The bottom line here is this: we have compulsory enrolment with the object of compulsory voting in this country. If we are going to compel citizens in this regard then the corollary is that the government is compelled to ensure that citizens can perform that compulsory act without undue difficulty.
There are a couple of other issues that have been raised, but I want to go to this ludicrous suggestion that we should consider the introduction of optional preferential voting. I have had some experience of this. I was elected to the Queensland parliament under compulsory preferential voting and unelected from the Queensland parliament under the process of optional preferential voting. But it is my view that optional preferential voting is the worst of all possible voting systems, with the possible exception of plurality, which we know as ‘first past the post’. What we know today as compulsory or full preferential voting was invented in Australia, and internationally it is known as the ‘Australian ballot.’ The purpose of the Australian ballot was to ensure that a person elected enjoyed the preferential support of greater than 50 per cent of electors. On the one voting occasion it duplicates the run-off system in vogue in many parts of the world. As an elected member of this parliament I take great comfort from the fact that I have the demonstrated support of more than 50 per cent of the voters of Longman, that more people preferred me rather than my opponent as their representative.

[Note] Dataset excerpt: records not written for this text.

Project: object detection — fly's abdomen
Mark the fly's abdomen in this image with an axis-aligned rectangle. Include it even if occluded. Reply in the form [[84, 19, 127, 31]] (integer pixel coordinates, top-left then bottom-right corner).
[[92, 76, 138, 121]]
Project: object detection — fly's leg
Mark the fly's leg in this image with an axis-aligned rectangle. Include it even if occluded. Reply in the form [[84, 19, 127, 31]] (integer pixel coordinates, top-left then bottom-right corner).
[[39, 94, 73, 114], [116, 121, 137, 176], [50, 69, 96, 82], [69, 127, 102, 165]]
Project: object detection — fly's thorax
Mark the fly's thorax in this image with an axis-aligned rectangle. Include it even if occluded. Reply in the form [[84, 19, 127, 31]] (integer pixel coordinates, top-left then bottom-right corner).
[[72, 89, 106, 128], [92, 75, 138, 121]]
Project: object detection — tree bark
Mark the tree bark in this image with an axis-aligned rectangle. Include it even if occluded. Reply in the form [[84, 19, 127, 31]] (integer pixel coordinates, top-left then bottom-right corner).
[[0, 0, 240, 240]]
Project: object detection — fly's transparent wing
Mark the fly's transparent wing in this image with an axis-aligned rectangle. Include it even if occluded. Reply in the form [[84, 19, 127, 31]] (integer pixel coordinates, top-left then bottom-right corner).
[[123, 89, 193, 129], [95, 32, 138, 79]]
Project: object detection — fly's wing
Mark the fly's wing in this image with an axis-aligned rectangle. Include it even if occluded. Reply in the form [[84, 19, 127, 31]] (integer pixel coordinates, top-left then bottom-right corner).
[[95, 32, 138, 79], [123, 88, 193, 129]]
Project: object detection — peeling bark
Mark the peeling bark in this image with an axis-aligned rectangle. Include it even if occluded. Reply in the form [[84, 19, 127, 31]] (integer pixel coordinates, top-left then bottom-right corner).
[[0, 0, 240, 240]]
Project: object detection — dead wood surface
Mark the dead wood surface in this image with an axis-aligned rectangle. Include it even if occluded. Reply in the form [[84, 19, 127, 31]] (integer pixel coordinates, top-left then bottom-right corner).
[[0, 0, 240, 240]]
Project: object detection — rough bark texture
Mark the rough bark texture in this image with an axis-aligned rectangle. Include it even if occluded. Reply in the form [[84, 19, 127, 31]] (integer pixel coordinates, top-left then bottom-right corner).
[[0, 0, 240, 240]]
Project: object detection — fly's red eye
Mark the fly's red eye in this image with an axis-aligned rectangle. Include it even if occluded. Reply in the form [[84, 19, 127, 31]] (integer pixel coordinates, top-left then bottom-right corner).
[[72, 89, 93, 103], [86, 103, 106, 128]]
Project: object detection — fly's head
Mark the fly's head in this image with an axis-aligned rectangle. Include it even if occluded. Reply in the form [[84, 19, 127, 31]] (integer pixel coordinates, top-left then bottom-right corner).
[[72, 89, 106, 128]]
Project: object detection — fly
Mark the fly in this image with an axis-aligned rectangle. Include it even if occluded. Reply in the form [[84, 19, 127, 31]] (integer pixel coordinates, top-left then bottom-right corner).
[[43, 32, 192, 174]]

By contrast, an examination of the 2001 Queensland state election, won by a landslide by Premier Beattie, shows that 16 or 17 of the government MPs did not have that demonstrated support. After the distribution of preferences that had been allocated by voters, the total votes for those MPs was fewer than 50 per cent of the formal votes cast in their electorates. In effect, by exhausting their votes, voters are saying to the successful candidate that more than half of them prefer the other main candidate or that nobody represents them. This is a distortion. Optional preferential voting distorts the proposition that we should be electing parliamentarians and governments that enjoy majority support of electors. It certainly does not distort it to the degree that plurality or first past the post does. But evidence in my home state shows that, in each election since the introduction of optional preferential voting, an increasing number of voters are opting to ‘plump’ or to simply indicate a first preference, and in that regard optional preferential voting is slowly morphing, inevitably, into first-past-the-post voting. I do not see any large clamouring for first-past-the-post voting.
In the few remaining moments allocated to me, I wish to say something about the use of technology in relation to our electoral system. I do not want to sound like I am an iconoclast, but I think it is time—sometime this century, preferably sooner—that we start to make greater use of online provisions in people’s dealings with the AEC. I undertake some online banking with one of Australia’s major banks and I am happy that my money is secure via that process because of the account number, password, secret questions and SMS provisions. I think these provisions are an excellent way of looking towards introducing online transactions, at least in a small way initially and later on to a full online voting system.